Filling the void — Specialized programs are opportunities unmatched
Each week Debbie Derryberry and Denese Burnette each travel 50 miles to the Vanderbilt Bill Wilkerson Center for Otolaryngology and Communication Sciences to spend hours alone sitting in dark observation rooms behind one-way windows, watching closely, listening intently to crackling speakers carry the sounds that the normal developmental process never visited upon their children—the ability to form distinct words or phrases to express themselves, their needs and wants, their joys and frustrations.
From their mere presence you understand that they would do anything for their children. They’ve had to do more than most.
Derryberry has made the commute from the family home in Columbia almost every Wednesday since her son Ben, 8, was diagnosed with autism in 1996. “He’s beginning to develop a little personality,” Derryberry says, eyeing Ben proudly through the glass as speech-language pathologist Jane Pramuk redirects his distracted looks to focus on talking with her.
Derryberry has had to watch milestones of her son’s development play out on the other side of the window. “He was like a blank personality, like living with someone and you’re just not connecting,” she says. Ben first acknowledged his grandparents when he was 3, she says, touching them and looking into their eyes for the first time.
Burnette’s 5-year-old son Tyler-Ray has Opitz syndrome, a genetic disorder that came with a load of complications, from lack of muscle control in his legs to a cleft palate that made speaking impossible. Three days a week they drive from their home in Franklin, Ky.
“They told us he’d never talk or walk,” Burnette says, watching Tyler-Ray step, albeit gingerly, around a table and talk, sometimes unclearly, to his speech-language pathologist, Jenny Galbreth. Vanderbilt surgeons first operated on Tyler-Ray when he was 4 weeks old. His latest operation, his eighteenth, patched his cleft palate. Afterward, he could make sounds, but couldn’t form them into words. In addition to physical and occupational therapies, speech-language pathologist Kathleen Herbert works with him to improve articulation, and then Galbreth, an augmentative communication specialist, teaches him how to use a speech generating device, something akin to a computer but limited to the speech production, to help him speak.
Specializing in special needs
The blanket of “communication sciences” covers the research and therapy programs that help people hear or, like Ben and Tyler-Ray, speak and otherwise communicate more appropriately or more clearly.
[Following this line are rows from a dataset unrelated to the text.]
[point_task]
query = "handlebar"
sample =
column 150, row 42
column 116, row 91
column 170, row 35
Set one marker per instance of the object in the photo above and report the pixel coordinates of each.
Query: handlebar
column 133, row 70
But the Bill Wilkerson Center, as it was called until its merger in 1997 with Vanderbilt, built its reputation on covering more than the basics.
“Everyone knows we’re a hearing and speech center. But not a lot of people know about our specialized services,” says Mary Schaffer, speech-language pathologist, assistant professor of Hearing and Speech Sciences and director of the division of Speech Language Services.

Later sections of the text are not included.